There’s a sense among many health providers that moving toward integrated systems, unifying the networks of physicians and health care organizations, is the best avenue toward controlling and maybe reducing health care costs. There’s some logic to this. The efforts underway to some extent nationally and to a larger degree in some states (Oregon and Washington for two) toward coordinated care are aimed at focusing on better health results for patients and a reduction of the pay-per-service approach, and systems that routinely bring people into the system via emergency rooms, which between them help drive up many costs. These efforts rely on bringing broad networks of health providers together to seek out efficiencies, rather than pit everyone individually to grub as much money out of the system as they can.
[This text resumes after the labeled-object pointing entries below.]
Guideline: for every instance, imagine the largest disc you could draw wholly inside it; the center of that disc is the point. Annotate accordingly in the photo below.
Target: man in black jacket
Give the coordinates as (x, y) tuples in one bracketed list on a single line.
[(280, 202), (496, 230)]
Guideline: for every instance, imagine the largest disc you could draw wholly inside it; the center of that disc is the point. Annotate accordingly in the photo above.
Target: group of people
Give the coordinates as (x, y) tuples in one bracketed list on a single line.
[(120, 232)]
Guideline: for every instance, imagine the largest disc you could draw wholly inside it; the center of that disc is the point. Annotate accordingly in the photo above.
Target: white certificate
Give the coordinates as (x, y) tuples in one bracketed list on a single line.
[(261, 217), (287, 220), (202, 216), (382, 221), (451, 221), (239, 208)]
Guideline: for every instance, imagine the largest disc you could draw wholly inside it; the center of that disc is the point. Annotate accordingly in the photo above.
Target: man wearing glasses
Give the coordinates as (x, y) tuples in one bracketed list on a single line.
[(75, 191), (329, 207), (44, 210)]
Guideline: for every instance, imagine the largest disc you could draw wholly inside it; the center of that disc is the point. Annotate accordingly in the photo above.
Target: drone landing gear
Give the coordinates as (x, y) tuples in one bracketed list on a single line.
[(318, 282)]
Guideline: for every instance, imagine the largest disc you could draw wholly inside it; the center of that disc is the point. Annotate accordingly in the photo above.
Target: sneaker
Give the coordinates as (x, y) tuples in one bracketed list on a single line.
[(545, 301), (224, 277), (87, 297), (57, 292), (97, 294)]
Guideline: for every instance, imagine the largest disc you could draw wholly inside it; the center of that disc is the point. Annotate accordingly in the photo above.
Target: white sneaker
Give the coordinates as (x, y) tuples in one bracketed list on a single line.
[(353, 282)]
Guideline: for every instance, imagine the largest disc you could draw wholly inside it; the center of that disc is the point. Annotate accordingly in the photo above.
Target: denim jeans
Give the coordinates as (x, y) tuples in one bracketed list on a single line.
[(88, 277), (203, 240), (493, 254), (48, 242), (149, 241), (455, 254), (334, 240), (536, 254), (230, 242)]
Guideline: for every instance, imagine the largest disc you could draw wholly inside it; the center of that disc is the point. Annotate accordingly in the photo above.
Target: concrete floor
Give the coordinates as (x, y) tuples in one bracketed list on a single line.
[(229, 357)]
The 9th Circuit noted that “Saltzer had long had the goal of moving toward integrated patient care and risk-based reimbursement. After unsuccessfully attempting several informal affiliations, including one with St. Luke’s, Saltzer sought a formal partnership with a large health care system.” That turned out to be St. Luke’s. And leadership at St .Luke’s has mentioned as well the idea of more cooperative systems as a way to control health costs and improve results.

There’s some tension here between that possible improvement and concerns about monopoly. From the 9th Circuit decision again: “The district court expressly noted the troubled state of the U.S. health care system, found that St. Luke’s and Saltzer genuinely intended to move toward a better health care system, and expressed its belief that the merger would “improve patient outcomes” if left intact. Nonetheless, the court found that the “huge market share” of the post-merger entity “creates a substantial risk of anticompetitive price increases” in the Nampa adult PCP [primary care physician] market. Rejecting an argument by St. Luke’s that anticipated post-merger efficiencies excused the potential anticompetitive price effects, the district court ordered divestiture.”

There’s some sense here that the tension is between the opportunity for reasonable cost control on one hand, and monopoly (with all its attendant problems) on the other. Something like this happened a century ago with the electric power industry, which led to a compromise which generally has worked since – a series of profitable monopoly businesses that have been tightly regulated.

The time may be coming when we need to look at health care providers in a new way. Maybe that way.